(11 years, 9 months ago)
Lords ChamberMy Lords, I speak on behalf of the minorities and the moral economy of kin. For minorities who have been in this country for a very long time, it is the family who has given support and sustenance to those who are unemployed and suffering. That is normally done by people who are employed but in marginal jobs—hand-based employment such as catering—essentially by stretching the resources of the family unit in order to include the extended family.
Unfortunately, with the kind of cuts proposed at this stage, the extended resources of the family will no longer be able to help. My fear is that those of the younger generation who are likely to be serving in the restaurant with their dads or working with their mums by knitting or producing shirts and so on will now join the ranks of disaffected young people, and then be branded as home-made terrorists. It is a dangerous precedent. We really need to nurture the moral economy of kin because it is these families who offer support, but on this kind of income and with these kinds of cuts they will simply be unable to do so.
My Lords, perhaps I may pick up on some points made by the noble Lord, Lord McKenzie. I have the highest respect for the noble Lord, Lord Low, and nothing would give me greater pleasure than to vote for the amendment. There is a problem, however, in that we cannot afford to vote for the amendment. The noble Baroness who has just spoken talked about cuts. We are not talking about cuts but about not having increases. It is true that there might be cuts because of inflation, but if we go down the road proposed by the noble Lord, Lord McKenzie, inflation will be even higher and the cuts will be more severe. It was Lord Callaghan who pointed out, as a Labour Prime Minister in the 1970s—sometimes I feel that we have gone back to the 1970s; even the Daleks made an appearance in Westminster last week—that inflation is the father and mother of unemployment.

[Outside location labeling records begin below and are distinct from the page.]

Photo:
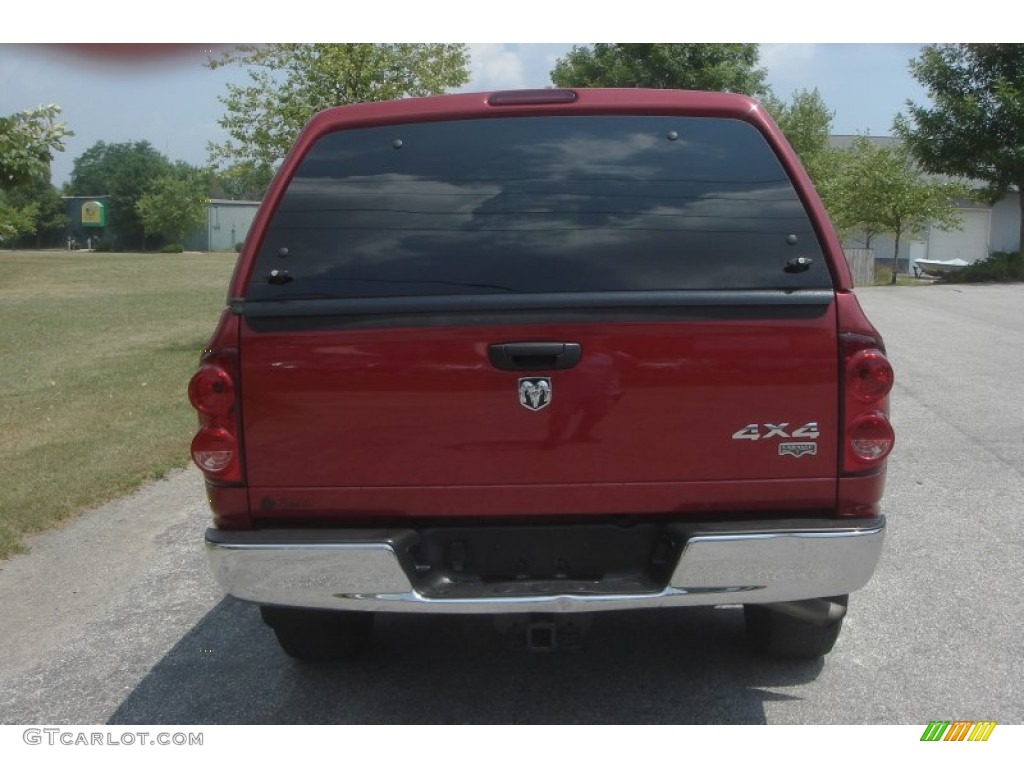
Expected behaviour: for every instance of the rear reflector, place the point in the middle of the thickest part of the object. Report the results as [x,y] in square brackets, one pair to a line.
[870,437]
[532,96]
[214,449]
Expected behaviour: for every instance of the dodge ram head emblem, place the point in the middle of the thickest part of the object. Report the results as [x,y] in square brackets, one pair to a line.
[535,393]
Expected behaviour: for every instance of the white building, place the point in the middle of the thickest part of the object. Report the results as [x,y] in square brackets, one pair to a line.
[984,228]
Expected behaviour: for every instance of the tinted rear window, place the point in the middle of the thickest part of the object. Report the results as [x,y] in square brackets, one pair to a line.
[538,205]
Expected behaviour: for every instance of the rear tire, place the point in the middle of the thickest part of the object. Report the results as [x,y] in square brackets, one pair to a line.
[783,636]
[318,635]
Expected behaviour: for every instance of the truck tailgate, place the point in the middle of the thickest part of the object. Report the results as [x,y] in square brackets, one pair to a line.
[713,409]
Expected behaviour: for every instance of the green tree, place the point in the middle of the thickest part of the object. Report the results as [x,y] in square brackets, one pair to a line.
[51,217]
[16,220]
[28,140]
[705,67]
[882,189]
[125,172]
[174,205]
[289,83]
[975,128]
[806,122]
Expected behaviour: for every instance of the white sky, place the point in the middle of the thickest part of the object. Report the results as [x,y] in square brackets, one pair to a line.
[172,101]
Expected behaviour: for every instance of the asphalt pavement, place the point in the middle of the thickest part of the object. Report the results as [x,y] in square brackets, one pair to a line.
[115,619]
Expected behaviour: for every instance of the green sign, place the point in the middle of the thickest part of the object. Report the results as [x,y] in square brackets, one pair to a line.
[93,214]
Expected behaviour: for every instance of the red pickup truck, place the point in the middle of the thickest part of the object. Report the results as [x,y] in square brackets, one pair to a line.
[539,353]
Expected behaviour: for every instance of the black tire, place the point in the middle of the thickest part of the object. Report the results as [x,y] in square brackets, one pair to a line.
[318,635]
[783,636]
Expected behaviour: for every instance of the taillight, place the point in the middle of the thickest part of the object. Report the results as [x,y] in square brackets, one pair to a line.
[213,392]
[867,435]
[868,376]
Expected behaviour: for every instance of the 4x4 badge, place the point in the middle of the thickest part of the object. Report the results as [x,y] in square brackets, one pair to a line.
[535,393]
[798,449]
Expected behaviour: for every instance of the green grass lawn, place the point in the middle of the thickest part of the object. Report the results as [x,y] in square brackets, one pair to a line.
[95,354]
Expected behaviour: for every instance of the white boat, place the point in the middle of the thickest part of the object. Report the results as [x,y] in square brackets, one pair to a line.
[938,268]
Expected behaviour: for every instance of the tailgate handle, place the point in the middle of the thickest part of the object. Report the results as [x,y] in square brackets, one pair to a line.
[534,355]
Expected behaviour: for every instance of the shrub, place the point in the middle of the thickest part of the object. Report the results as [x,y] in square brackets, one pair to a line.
[999,267]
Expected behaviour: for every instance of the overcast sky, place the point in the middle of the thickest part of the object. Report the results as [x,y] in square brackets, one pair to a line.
[172,101]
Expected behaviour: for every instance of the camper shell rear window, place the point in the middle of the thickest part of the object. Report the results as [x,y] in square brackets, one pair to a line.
[538,205]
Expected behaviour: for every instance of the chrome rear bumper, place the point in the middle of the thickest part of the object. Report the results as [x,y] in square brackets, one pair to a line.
[370,570]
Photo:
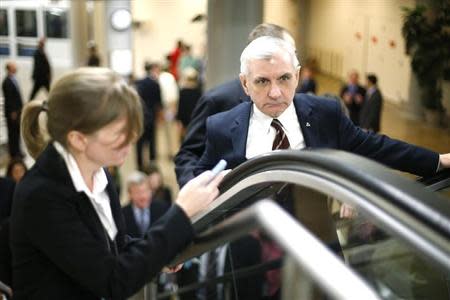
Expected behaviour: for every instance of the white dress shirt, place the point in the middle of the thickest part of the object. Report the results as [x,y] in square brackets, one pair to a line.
[261,135]
[98,196]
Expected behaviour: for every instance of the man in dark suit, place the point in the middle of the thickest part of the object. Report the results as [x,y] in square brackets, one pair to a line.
[150,92]
[12,109]
[42,73]
[219,99]
[269,75]
[142,211]
[370,114]
[353,95]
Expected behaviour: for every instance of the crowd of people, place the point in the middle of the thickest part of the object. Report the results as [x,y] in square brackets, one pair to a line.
[67,205]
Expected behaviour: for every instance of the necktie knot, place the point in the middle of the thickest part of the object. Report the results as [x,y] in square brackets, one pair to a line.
[281,140]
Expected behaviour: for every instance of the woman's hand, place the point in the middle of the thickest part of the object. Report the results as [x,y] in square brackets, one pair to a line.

It is really quite extraordinary for the noble Lord, Lord McKenzie, to make so much of the rating agency’s downrating of the UK from AAA status. I do not know whether he has read what the rating agency had to say about why that downrating was being made. It was because the agency believed that the Government would not be able to meet the targets that they had set, and which the Opposition are constantly urging us to abandon. The noble Lord talked about the impact of the sliding pound and of inflation, which is a consequence of not meeting these targets. On the idea that finding money out of thin air will not hurt the poorest hardest in the long term, because of the inflation that would be created and the impact it would have on the pound, the hard reality is that we simply cannot afford to do what the noble Lord, Lord Low, would ask of us.
It is the cheapest of cheap politics to keep going on about millionaires being given a subsidy. First, that assumes that the state is entitled to their money and that it can spend that money better than they can; and, secondly, that if they spend it by investing or buying goods it will not generate wealth and prosperity in the economy, while somehow a state bureaucracy involved in spending money and taking it by force through an Administration will get better value and growth. That is a delusion which we happily abandoned in the 1970s when we abandoned rates of income tax at 98% and discovered that the consequence of cutting taxes to 40% was that the rich ended up paying a higher proportion of tax than in the past. Already we are seeing that the proportion of tax paid by the very rich is falling and the proportion paid by the poorest is rising. That is not as a consequence of the recent measures made by my right honourable friend the Chancellor in his Budget but as a consequence of the politically inspired 50% tax, which the previous Government introduced as some kind of political gesture to try to create division between the parties.
We can all make speeches saying that we would like to have more money available for those who are poorest but if we were to follow the prescriptions of the noble Lord, Lord McKenzie, and his party—in so far as we can work out what their prescriptions are—the effect would be higher inflation, higher interest rates and higher unemployment, with those who are poorest in our country being the most disadvantaged. It would not be the rich or the people in the public sector but those who are unemployed, while the prospects for new jobs would be reduced.
I say to my noble friend that she is right to press ahead and, I hope, to reject this amendment. It is not because we do not care about those who are most vulnerable in our society but precisely because we do that we want an economic policy that will deliver the wealth that is necessary to pay the bills. The truth is that we are in this mess because the previous Labour Government spent money on welfare that was based on an unsustainable bubble. That is why we now have the problem. It is very regrettable that noble Lords opposite should seek to make party politics out of this issue while not acknowledging the very heavy burden of responsibility they carry for having brought this situation about and the real courage being shown by my right honourable friend the Secretary of State in bringing forward this Bill. It is trying to bring into effect a welfare system that will be within our means and will recognise the need to encourage those who have the greatest need.